The support years taught me:

  • User empathy (you’re building systems for humans, not abstractions)
  • Communication skills (explaining technical concepts clearly)
  • Operations mindset (things break; plan for it)

These skills are rare in data engineering. Most engineers come from CS backgrounds with strong technical skills but weak communication. The unconventional path gave me differentiation.

2. You Don’t Need Permission to Learn

I didn’t wait for a company to train me. I didn’t wait for a mentor to guide me. I just started building things.

  • Wrote SQL queries to analyze service desk tickets
  • Built Excel dashboards before learning Python
  • Volunteered for “data-adjacent” projects at work
  • Read books, took free courses, experimented constantly

No one cares how you learned. They care what you can build.

3. Lateral Moves Aren’t Setbacks

Early in my career, I took roles that weren’t pure “data engineer.” Some were support-heavy. Some were operations-focused.

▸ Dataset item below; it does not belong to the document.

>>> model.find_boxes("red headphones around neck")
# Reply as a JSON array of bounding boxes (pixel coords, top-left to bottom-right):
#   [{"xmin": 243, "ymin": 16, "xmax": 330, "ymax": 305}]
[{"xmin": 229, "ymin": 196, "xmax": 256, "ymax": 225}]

Some were hybrid roles that didn’t fit neatly into any category.

At the time, I thought I was falling behind peers who took linear paths.

Looking back: Those lateral moves gave me breadth. I understand how data systems fit into broader operations. I can talk to business stakeholders. I’ve debugged production issues at 2 AM.

Depth matters. But breadth makes you valuable.


The Meta-Lesson: Data Engineering is a People Job

Here’s the thing no one tells you:

Data engineering is 20% technology and 80% people.

The hard part isn’t writing SQL. It’s:

  • Getting stakeholders to agree on definitions
  • Navigating organizational politics
  • Balancing technical debt vs. new features
  • Communicating trade-offs to non-technical leaders
  • Building trust with teams who depend on your systems

The service desk years prepared me for this better than any CS degree.


If You’re Starting Now

Maybe you’re in a support role, wondering how to break into data.

Maybe you’re in a non-technical role, curious about data but unsure where to start.

Maybe you’re mid-career, thinking it’s “too late” to pivot.

Here’s what I’d recommend:

1. Start Where You Are

  • Support role? Analyze ticket patterns in SQL
  • Operations role? Build dashboards for your team
  • Non-technical role? Learn Excel → SQL → Python in that order

2. Build Things People Can See

  • Internal dashboards
  • Automated reports
  • Data quality checks
  • Anything that creates tangible value

3. Ask for Data-Adjacent Projects

  • “Can I help analyze why customers are churning?”
  • “Can I build a dashboard for this team?”
  • “Can I investigate this data quality issue?“

4. Accept That It Won’t Be Linear

You’ll take lateral moves. You’ll work on “not quite data” projects. You’ll feel like you’re not progressing fast enough.

That’s normal. Keep building. Keep learning. Keep shipping.


The Punchline

I went from IT support to senior data engineer at Latin America’s largest tech company.

Not despite the unconventional path. Because of it.

The support years taught me empathy, communication, and operations.

The lateral moves gave me breadth and business context.

Over 11 years at MercadoLibre taught me how to build data systems that matter at scale.

Today, I’m the senior data engineer in a business unit that needed a data foundation built from scratch — a dozen ungoverned dashboards, a BigQuery sandbox no one understood, and three junior engineers looking for direction. Not a formal tech lead title, but the responsibilities that come with being the most experienced person in the room.

Your path doesn’t have to be conventional to be valuable.


This post reflects my personal journey. Your path will be different — and that’s the point. There’s no single “right way” to become a data engineer. Follow your curiosity, build things people care about, and the career will follow.